Evidence - one of the major components of the trial. It is based on them by wanting to express (prove) the correctness of its position. And the more unexpected is the appearance of evidence, the less chance your opponent will compare the counter. But judicial practice is strictly regulated and to resort to the possibility of unexpected evidence is not so simple.
According to Art. 131 Code of Civil Procedure of Ukraine "The parties must submit their evidence or report them to the court, before or during the preliminary hearing on the case. The evidence submitted within the period prescribed by the court, taking into account the time needed for presentation of evidence. "

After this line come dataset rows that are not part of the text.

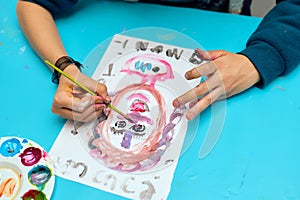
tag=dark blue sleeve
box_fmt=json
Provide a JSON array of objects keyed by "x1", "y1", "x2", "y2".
[
  {"x1": 240, "y1": 0, "x2": 300, "y2": 87},
  {"x1": 23, "y1": 0, "x2": 78, "y2": 14}
]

But, unfortunately, the trial is difficult to anticipate the need to provide proof may arise after the prior session. For example, the testimony heard in the main meeting, may be invoked or be based on circumstances that may be recognized by the court as evidence. For example: a witness referred to a letter the contents of which can significantly affect the course of the proceedings (say in favor of the plaintiff). How to be in this case?

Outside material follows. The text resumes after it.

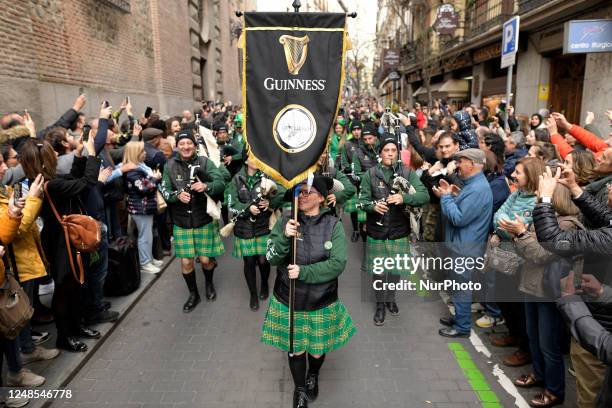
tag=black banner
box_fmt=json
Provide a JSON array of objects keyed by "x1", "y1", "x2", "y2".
[{"x1": 240, "y1": 13, "x2": 348, "y2": 188}]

In this case, the defendant there is a real challenge to exclude the letter from the evidence base of the plaintiff. This is possible if the defendant set (prove) that the plaintiff knew of the existence of the letter (perhaps the plaintiff sign the receipt of a letter or referred to him in official correspondence). Thus the court would be forced to exclude this evidence, in our case the letter, based on Part 2 of Article 131 Code of Civil Procedure of Ukraine plaintiff can not prove that he was unable to provide evidence before or during the preliminary meeting for a good reason.
Proceeding from the above, remember the old Latin proverb: "The evidence is valued for quality, not quantity." In our case You can add: "and for their timeliness"!